Arthur Thackrah and Agnes Cooke married in the closing months of 1883. It is an unusual surname and the family history website, CheshireBMD, lists only a few births in the coming years and these are presumed to be their children - William (1884), Agnes (1885, Harry (1986), Sarah, (1887). Fred was born in 1889 and is followed by Florence in 1890.
Nothing is known of his early life except his home address was probably 50 Alldis Street, were his parents were known to be living after the War. When he enlisted, he was posted to a Territorial Battalion of the Kings Liverpool Regiment but he never served abroad with that unit. When he had finished his training, he was reassigned to the Manchesters and will have gone overseas in the summer of 1916 as one of a draft of replacements for casualties incurred in the early weeks of the Battle of the Somme.
Although Fred's date of death is officially recorded as 11 December, he may in fact have been killed in the previous two days. On the 9th, the Manchesters started another tour of duty in the front line at near the Somme village of Mailly. The Battalion's War Diary, written at the time, does not describe the coming days and the next reference is on the 11th, when they are relieved and march back to billets.

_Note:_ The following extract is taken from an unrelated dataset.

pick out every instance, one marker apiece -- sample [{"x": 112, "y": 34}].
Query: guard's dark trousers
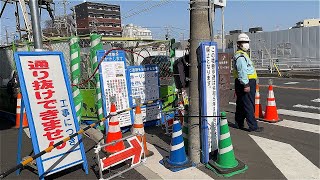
[{"x": 245, "y": 104}]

It is usual for a Diary to record casualties on a daily basis but, in this instance, it would appear the report has been submitted for the complete tour and both men who were killed have been officially recorded as dying on the 11th. It is, of course, possible that this is correct as the times of reliefs were often known to the opposite side and it was a favourite time for shelling, in the hope of catching the men away from the protection of their trenches. However, it cannot be said for certain that this is what happened.